The rescue of 1.4 viruses
Virus rescue is with reference to (Hoffmann E, Neumann G, Kawaoka Y, et al.A DNA such as Hoffmann transfection system for generation of influenza A virus from eight Plasmids.Proc.Natl.Acad.Sci.U.S.A.2000,97,6108-6113.) method is carried out.Respectively by 3 NS1 bases It is well mixed because the transcriptional expression plasmid of missing is added in 1.5ml dactylethraes with TX each 300ng of other 7 plasmids.Again to Added in dactylethrae in DMEM culture mediums of the 100 μ L without antibiotic and serum, micropipettor is gently blown and beaten so that plasmid exists Fully mixed in DMEM culture mediums, add 10 μ L transfection reagents and mix again, 20min is acted in room temperature.Will be in 6mm dish In co-cultivation MDCK and 293T cells (1:2, degrees of fusion is in 60-80% or so) washed 2 times without blood DMEM with nonreactive, add 1ml contains the DMEM of 10% hyclone.After liposome effect completely, by 800 μ L 10% DMEM add in dactylethrae with Terminating reaction, the liquid in dactylethrae is added dropwise in culture dish afterwards.By culture dish in 37 DEG C of CO2gas incubators After cultivating 8-10h, TPCK pancreatin is added to final concentration of 2 μ g/ml, and 37 DEG C are continued after cultivating 60h or so, will be whole with sealed membrane Culture dish seals, and is placed in -70 DEG C of refrigerators multigelation three times.Collect the cell conditioned medium Jing Guo freeze thawing treatment and be inoculated with 7 age in days SPF Chicken embryo (0.3ml/ embryos), is cultivated in 35 DEG C of incubators.After cultivating 72h, the HA potency of chick embryo allantoic liquid is surveyed, collects potency highest Allantoic fluid.Then, the allantoic fluid of harvest is inoculated with instar chicken embryo on the 10th and carries out continuous passage, it is continuous to pass for 5 generations, by the restructuring of rescue Virus is respectively designated as rTX-NS1-73, rTX-NS1-100 and rTX-NS1-128, and be stored in after being dispensed -70 DEG C it is ultralow Temperature refrigerator preserves.Determine the chicken embryo median infective dose (EID of recombinant virus50), as a result show recombinant virus rTX-NS1-73, rTX- NS1-100 and rTX-NS1-128 EID50Respectively 7.47,7.66 and 7.6Log10EID50/ 0.1ml, than the value of parental virus (8.08Log10EID50/ 0.1ml) it is lower slightly.

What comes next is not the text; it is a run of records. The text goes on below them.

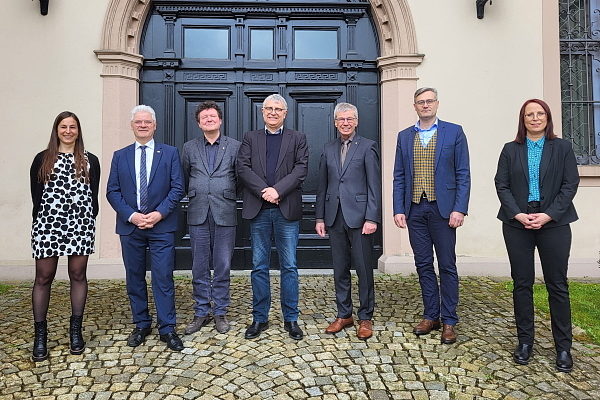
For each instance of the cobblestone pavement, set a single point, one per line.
(393, 364)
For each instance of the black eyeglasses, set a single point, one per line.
(277, 110)
(423, 102)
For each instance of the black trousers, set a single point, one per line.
(553, 245)
(350, 247)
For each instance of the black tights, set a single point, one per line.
(45, 270)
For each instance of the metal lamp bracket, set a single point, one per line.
(480, 4)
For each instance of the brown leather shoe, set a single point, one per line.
(448, 334)
(426, 326)
(365, 329)
(339, 324)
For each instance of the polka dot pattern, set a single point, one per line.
(64, 225)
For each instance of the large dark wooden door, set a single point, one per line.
(314, 53)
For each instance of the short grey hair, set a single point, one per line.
(342, 107)
(143, 108)
(276, 98)
(423, 90)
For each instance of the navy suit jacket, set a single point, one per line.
(165, 187)
(559, 180)
(452, 177)
(356, 186)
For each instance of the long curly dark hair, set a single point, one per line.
(51, 155)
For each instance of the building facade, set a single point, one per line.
(99, 59)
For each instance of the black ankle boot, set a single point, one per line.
(40, 342)
(75, 336)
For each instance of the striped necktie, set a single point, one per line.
(143, 181)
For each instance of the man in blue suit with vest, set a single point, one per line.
(144, 187)
(432, 184)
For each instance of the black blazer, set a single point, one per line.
(292, 167)
(559, 180)
(37, 188)
(356, 186)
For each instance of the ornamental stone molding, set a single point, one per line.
(125, 19)
(122, 61)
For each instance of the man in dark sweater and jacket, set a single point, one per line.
(272, 164)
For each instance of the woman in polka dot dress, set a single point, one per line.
(64, 189)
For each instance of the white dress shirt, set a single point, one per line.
(149, 156)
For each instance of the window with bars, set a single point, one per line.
(580, 77)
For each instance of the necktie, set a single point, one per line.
(345, 145)
(143, 182)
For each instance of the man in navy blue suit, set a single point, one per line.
(432, 184)
(144, 187)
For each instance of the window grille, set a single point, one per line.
(580, 77)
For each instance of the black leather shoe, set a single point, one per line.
(173, 341)
(564, 361)
(294, 330)
(255, 329)
(40, 343)
(137, 337)
(522, 353)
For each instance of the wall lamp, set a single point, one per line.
(44, 7)
(480, 5)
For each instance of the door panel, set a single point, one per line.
(174, 85)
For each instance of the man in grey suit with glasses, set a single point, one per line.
(209, 170)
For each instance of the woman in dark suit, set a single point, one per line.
(64, 182)
(536, 181)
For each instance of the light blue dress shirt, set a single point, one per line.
(534, 157)
(426, 134)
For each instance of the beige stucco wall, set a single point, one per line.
(483, 69)
(48, 67)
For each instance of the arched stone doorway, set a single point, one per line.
(122, 61)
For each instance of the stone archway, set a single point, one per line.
(120, 72)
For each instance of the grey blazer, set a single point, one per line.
(217, 189)
(356, 186)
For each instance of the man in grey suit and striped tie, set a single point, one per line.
(209, 170)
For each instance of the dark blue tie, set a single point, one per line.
(143, 182)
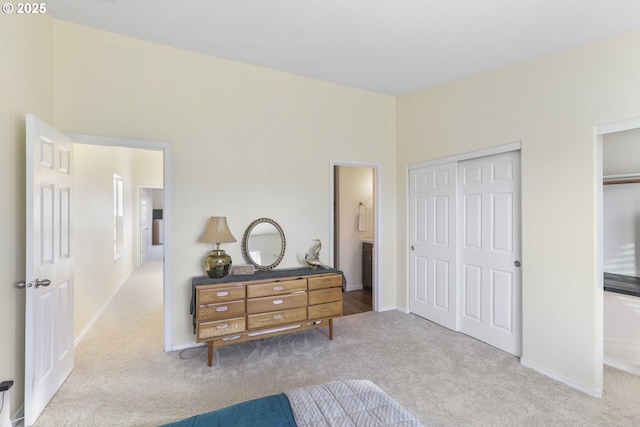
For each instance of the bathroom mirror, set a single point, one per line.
(263, 244)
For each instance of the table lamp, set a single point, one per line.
(218, 263)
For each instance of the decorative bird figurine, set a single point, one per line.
(313, 259)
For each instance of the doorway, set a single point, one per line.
(165, 149)
(618, 245)
(354, 224)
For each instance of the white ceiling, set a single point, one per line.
(386, 46)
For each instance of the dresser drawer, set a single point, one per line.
(325, 295)
(280, 302)
(322, 282)
(220, 310)
(330, 309)
(220, 293)
(276, 288)
(220, 327)
(276, 318)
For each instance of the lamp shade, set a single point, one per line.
(217, 231)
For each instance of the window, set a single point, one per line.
(118, 217)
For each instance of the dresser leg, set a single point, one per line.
(210, 352)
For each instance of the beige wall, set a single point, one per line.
(552, 105)
(246, 142)
(250, 142)
(26, 68)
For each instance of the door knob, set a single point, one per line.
(23, 284)
(43, 282)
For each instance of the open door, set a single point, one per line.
(49, 265)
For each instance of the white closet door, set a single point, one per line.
(489, 248)
(432, 259)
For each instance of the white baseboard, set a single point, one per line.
(635, 370)
(554, 375)
(99, 312)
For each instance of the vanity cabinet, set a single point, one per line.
(243, 308)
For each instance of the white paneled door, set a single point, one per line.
(489, 250)
(465, 247)
(432, 259)
(49, 262)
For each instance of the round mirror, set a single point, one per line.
(263, 244)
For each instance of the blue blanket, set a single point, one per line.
(266, 411)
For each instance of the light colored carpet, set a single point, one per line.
(123, 378)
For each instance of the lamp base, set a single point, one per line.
(217, 264)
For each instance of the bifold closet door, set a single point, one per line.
(489, 250)
(432, 256)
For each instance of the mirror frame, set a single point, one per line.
(245, 244)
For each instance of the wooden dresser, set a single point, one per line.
(243, 308)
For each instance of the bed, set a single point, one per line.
(336, 403)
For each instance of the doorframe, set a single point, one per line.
(600, 132)
(139, 237)
(377, 237)
(165, 147)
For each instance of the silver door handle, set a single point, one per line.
(23, 284)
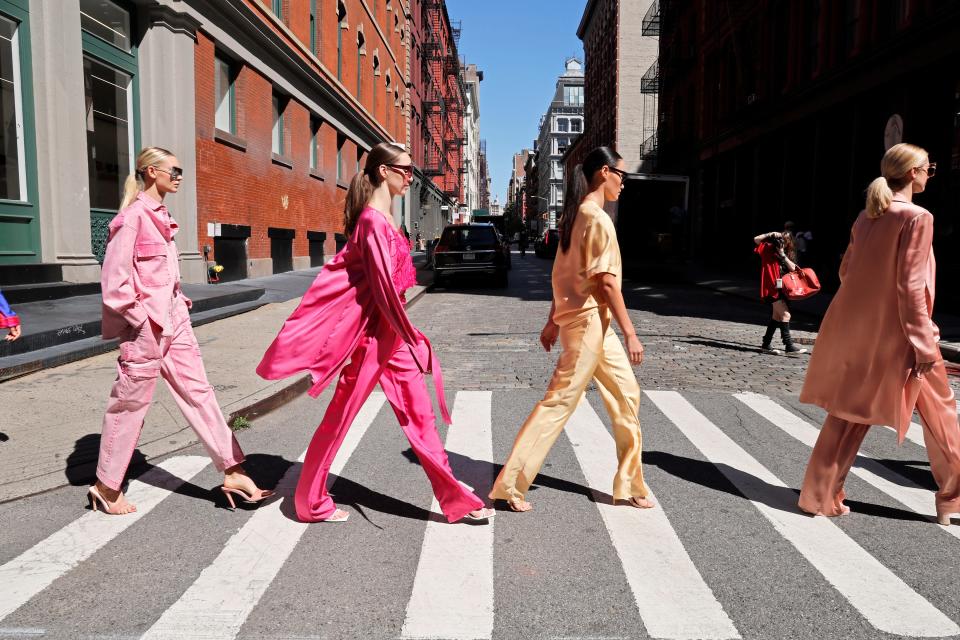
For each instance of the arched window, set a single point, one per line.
(341, 25)
(361, 51)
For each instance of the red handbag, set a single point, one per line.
(800, 284)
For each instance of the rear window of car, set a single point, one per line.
(457, 239)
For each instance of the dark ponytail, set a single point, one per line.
(363, 184)
(578, 185)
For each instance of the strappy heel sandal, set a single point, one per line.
(248, 498)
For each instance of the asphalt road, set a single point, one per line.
(725, 554)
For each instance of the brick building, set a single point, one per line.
(270, 106)
(782, 110)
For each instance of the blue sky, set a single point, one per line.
(520, 46)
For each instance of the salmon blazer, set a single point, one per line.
(353, 295)
(880, 322)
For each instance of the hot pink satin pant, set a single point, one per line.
(146, 355)
(840, 440)
(406, 390)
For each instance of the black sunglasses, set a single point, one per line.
(405, 169)
(175, 173)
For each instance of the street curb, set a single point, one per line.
(85, 471)
(949, 350)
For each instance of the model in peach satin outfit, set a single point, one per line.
(352, 321)
(876, 355)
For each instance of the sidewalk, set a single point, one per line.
(816, 306)
(50, 430)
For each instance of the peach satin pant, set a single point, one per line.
(590, 350)
(840, 440)
(146, 355)
(406, 390)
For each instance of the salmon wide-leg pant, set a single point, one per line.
(406, 389)
(146, 355)
(840, 440)
(590, 349)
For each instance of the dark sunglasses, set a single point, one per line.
(931, 169)
(405, 169)
(175, 173)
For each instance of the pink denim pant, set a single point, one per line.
(146, 355)
(406, 390)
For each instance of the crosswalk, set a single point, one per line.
(674, 591)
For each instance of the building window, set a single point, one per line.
(226, 114)
(361, 51)
(107, 21)
(573, 96)
(279, 106)
(315, 154)
(341, 25)
(13, 175)
(314, 29)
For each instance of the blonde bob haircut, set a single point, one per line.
(894, 169)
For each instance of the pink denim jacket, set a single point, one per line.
(355, 293)
(140, 277)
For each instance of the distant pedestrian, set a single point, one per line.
(144, 306)
(587, 275)
(352, 321)
(877, 357)
(9, 320)
(777, 257)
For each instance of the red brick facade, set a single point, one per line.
(240, 180)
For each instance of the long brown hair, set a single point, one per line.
(363, 184)
(578, 184)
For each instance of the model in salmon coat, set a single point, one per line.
(354, 311)
(866, 367)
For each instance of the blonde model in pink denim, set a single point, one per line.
(144, 307)
(355, 311)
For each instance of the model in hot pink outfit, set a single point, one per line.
(144, 307)
(876, 357)
(354, 311)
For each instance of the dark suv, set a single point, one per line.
(471, 248)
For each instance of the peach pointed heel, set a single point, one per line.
(248, 498)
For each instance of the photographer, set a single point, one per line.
(777, 252)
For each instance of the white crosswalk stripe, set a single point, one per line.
(453, 588)
(34, 570)
(884, 599)
(218, 603)
(678, 604)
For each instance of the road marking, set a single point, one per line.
(671, 595)
(36, 568)
(898, 487)
(887, 602)
(453, 587)
(219, 601)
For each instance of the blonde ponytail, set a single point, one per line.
(134, 184)
(879, 197)
(363, 184)
(894, 174)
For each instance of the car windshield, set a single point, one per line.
(459, 238)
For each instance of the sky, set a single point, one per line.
(520, 45)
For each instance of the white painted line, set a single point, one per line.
(219, 601)
(36, 568)
(903, 490)
(886, 601)
(453, 588)
(677, 603)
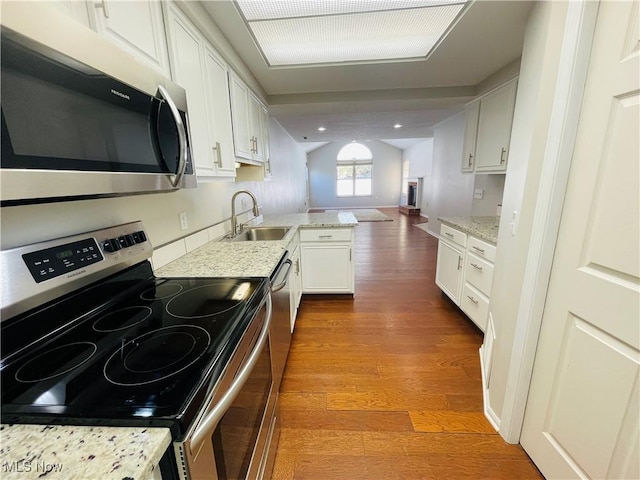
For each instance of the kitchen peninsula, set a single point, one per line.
(254, 259)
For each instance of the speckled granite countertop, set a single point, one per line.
(80, 453)
(250, 259)
(484, 228)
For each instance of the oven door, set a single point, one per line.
(233, 437)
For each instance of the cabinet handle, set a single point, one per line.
(103, 5)
(218, 160)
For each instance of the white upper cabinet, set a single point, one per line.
(136, 26)
(242, 139)
(494, 129)
(202, 73)
(470, 135)
(219, 110)
(250, 122)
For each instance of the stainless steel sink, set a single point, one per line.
(254, 234)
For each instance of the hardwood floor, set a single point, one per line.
(386, 385)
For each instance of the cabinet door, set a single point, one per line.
(449, 270)
(326, 268)
(219, 112)
(494, 129)
(471, 115)
(256, 114)
(187, 61)
(239, 96)
(136, 26)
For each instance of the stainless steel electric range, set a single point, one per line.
(91, 337)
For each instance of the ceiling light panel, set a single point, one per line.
(355, 37)
(271, 10)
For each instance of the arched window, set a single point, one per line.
(354, 169)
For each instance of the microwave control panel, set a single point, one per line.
(60, 260)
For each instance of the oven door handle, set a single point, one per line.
(182, 135)
(280, 286)
(210, 422)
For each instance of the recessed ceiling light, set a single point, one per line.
(302, 32)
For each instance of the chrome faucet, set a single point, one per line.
(234, 221)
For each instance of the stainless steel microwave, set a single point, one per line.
(71, 131)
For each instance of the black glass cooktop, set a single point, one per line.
(133, 350)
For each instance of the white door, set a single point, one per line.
(582, 419)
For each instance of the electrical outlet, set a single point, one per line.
(184, 223)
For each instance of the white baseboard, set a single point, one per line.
(491, 416)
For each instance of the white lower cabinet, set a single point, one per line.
(475, 305)
(465, 272)
(449, 269)
(327, 260)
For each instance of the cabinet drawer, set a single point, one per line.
(325, 234)
(478, 272)
(482, 249)
(475, 305)
(453, 235)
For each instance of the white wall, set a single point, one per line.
(208, 204)
(420, 158)
(493, 189)
(451, 192)
(387, 174)
(536, 86)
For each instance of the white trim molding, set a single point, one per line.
(563, 125)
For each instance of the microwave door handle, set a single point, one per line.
(182, 136)
(210, 422)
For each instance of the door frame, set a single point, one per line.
(563, 125)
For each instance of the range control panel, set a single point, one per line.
(56, 261)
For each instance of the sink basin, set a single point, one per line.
(255, 234)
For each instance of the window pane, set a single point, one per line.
(345, 172)
(363, 171)
(345, 188)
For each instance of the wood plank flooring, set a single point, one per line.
(386, 385)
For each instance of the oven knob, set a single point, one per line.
(125, 241)
(111, 245)
(139, 237)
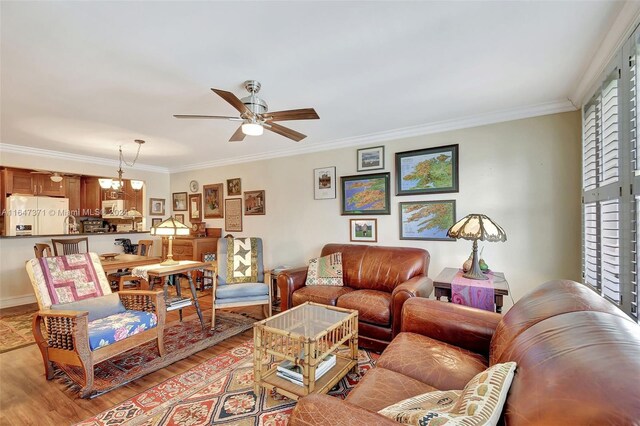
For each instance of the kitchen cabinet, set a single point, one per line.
(90, 197)
(72, 192)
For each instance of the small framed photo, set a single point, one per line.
(233, 214)
(365, 230)
(234, 187)
(427, 220)
(213, 195)
(156, 206)
(324, 183)
(179, 201)
(254, 203)
(427, 171)
(371, 158)
(365, 194)
(195, 207)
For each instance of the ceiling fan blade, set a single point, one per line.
(238, 136)
(292, 114)
(285, 131)
(222, 117)
(233, 100)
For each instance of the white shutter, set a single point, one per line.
(610, 249)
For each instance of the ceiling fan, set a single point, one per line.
(254, 115)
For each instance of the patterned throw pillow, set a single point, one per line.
(479, 403)
(325, 270)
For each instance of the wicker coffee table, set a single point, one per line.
(305, 335)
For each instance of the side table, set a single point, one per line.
(442, 286)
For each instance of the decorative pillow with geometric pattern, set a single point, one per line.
(325, 270)
(479, 403)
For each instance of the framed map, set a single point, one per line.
(427, 171)
(427, 220)
(365, 194)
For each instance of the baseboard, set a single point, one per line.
(9, 302)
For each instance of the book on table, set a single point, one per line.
(292, 372)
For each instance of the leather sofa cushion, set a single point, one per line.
(373, 306)
(381, 387)
(441, 365)
(324, 294)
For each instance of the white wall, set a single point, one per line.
(524, 174)
(15, 287)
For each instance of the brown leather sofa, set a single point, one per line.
(577, 355)
(377, 282)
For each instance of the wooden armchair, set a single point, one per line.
(81, 322)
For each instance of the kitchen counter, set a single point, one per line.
(89, 234)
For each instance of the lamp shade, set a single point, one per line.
(477, 227)
(169, 228)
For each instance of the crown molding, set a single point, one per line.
(621, 29)
(402, 133)
(38, 152)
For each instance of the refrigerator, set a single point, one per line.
(29, 215)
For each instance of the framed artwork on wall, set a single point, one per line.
(213, 195)
(365, 194)
(233, 214)
(324, 183)
(371, 158)
(179, 201)
(427, 171)
(254, 203)
(156, 206)
(195, 207)
(365, 230)
(427, 220)
(234, 187)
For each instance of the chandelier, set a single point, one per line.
(117, 184)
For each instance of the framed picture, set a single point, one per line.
(179, 201)
(233, 214)
(365, 194)
(427, 220)
(324, 183)
(254, 203)
(371, 158)
(195, 207)
(427, 171)
(234, 187)
(156, 206)
(365, 230)
(213, 195)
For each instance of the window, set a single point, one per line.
(611, 182)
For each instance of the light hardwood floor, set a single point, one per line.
(27, 398)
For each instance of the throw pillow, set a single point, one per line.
(325, 270)
(479, 403)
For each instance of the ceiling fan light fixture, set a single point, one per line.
(252, 129)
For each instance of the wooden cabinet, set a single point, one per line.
(90, 197)
(72, 192)
(190, 248)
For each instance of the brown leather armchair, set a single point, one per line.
(377, 282)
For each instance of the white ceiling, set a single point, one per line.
(85, 77)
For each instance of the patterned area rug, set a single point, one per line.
(181, 339)
(15, 331)
(218, 391)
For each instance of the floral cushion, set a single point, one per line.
(108, 330)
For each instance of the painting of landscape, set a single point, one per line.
(426, 171)
(427, 220)
(365, 194)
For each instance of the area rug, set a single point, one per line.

2.SPF chicken pathogenics are tested
In order to determine recombinant virus that parental virus lack in various degree with NS1 genes to the pathogenic of chicken.44 4 week old SPF chickens, random packet, every group 11, with 106EID50The virus quantities of/200 μ L/ only attack poison in a manner of collunarium, are continuously seen after attacking poison Examine 21 days.
2.1 recombinant virus tissue replication capacities determine
In order to determine replication capacity of the recombinant virus in chicken organ-tissue, flutter respectively within the 3rd day and the 5th day after poison is attacked 3 chickens are killed, collect respiratory tract and lung tissue.The tissue for taking a part to collect, in electronic after 1g/0.3ml ratio addition PBS Homogenised tissue, 8,000rpm × 10min collected after centrifugation supernatants.By supernatant inoculation SPF chicken embryo measure EID50With titrate tracheae and Virus titer in lung tissue.All recombinant viruses can not cause obvious clinical symptoms after infected chicken.Virus is in tracheae Content titrimetry is shown in tissue, the 3rd day after virus inoculation, the titre highests of parental virus TX groups (5.00 ± 0.43log10EID50/ g), the titres of rTX-NS1-73 groups is taken second place (3.75 ± 0.66log10EID50/ g), rTX-NS1-100 groups are again Take second place (3.66 ± 0.80log10EID50/ g), the minimum (3.16 ± 0.64log of titre of rTX-NS1-128 groups10EID50/g); 5th day, only parental virus TX (2.83 ± 0.29log after virus inoculation10EID50/ g) and recombinant virus rTX-NS1-73 (1.74±0.20log10EID50/ g) it can replicate (Fig. 3).Statistical analysis in viral tracheal tissue is shown, is being inoculated with The 3rd day after virus, the titre of only rTX-NS1-128 groups is substantially less than parental virus TX groups (P<0.05).Virus is in lung tissue Middle content titrimetry shows that the 3rd day after virus inoculation, only parental virus TX can be replicated;The 5th after virus inoculation My god, parental virus TX can not also replicate (Fig. 4).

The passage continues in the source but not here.